Solitude du Smoky©Ce texte est protégé par un copyright.
I.
Et alors… il faisait un temps.. ! Pas vu depuis… et incroyable. Je ne sais pas ce que vous auriez fait, vous, entre rester chez toi bouffer une boîte de maquereaux -enfin, les maquereaux d’une boîte…- con comme un tout-seul devant sa table, ou aller voir la mer, tout seul mais devant la mer.. ? Moi, direct, c’est la mer.
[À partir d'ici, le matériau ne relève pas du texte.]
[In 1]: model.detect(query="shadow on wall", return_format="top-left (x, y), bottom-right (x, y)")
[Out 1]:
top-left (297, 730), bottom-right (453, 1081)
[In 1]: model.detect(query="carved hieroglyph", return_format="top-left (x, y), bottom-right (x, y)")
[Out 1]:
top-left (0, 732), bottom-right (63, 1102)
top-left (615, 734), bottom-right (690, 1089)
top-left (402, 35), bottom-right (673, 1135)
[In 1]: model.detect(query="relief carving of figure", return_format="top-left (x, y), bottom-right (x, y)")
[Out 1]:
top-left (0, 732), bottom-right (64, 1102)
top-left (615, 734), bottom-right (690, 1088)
Sur la route il y avait le "Champion", lui ou un autre. Là, je trouverais bien un truc. Il faisait tellement beau que je roulais au ralenti, quand j’ai vu mon pote, là. Je dis " mon pote "parce que je le vois souvent, mais lui ne me connaît pas, ça fait longtemps qu’il ne connaît plus personne. Mon pote, il est presque toujours dans ce coin-là, sûrement pour ne plus se perdre, ou d’avoir renoncé à se perdre plus. Il est là dans son coin assis dans des renfoncements de vitrines, ou aux heures d’ouverture sur son cul au milieu du trottoir. Debout ou assis, il a l’air d’un Woodstock après l’orage, avec longs frisés cheveux comme des algues, et sa barbe autour du sourire allumé. En général tranquille, mais régulièrement lui prend cette série de tics et de tocs pharamineux, ces raidissements d’épileptique qui le cabrent et lui font jeter les bras de droite et de gauche comme s’il se bagarrait encore. Là, je l’ai vu du coin de l’œil qui abordait civilement un quidam en complet clair avec manche à balai intégré. Devait lui demander comme à son habitude s’il, le quidam, n’avait pas de monnaie sur lui. Le costumé a rejeté d’un bloc toute hypothèse ou implication dans ce sens, avec écart brusque, air bref et scandalisé de l’audace.
Que l’on ait pas de monnaie , ça arrive et j’en sais quelque chose, mais qu’on n’ait pas un sourire ou un mot, y’a vraiment des gens pauvres. J’ai regretté de ne pas avoir de monnaie, mais de toutes façons je me voyais mal faire demi-tour place de l’hôtel-de-ville, ça aurait fait cher du sourire, et même si l’on n’est pas radin, le sourire, mon pote était capable de ne pas le voir.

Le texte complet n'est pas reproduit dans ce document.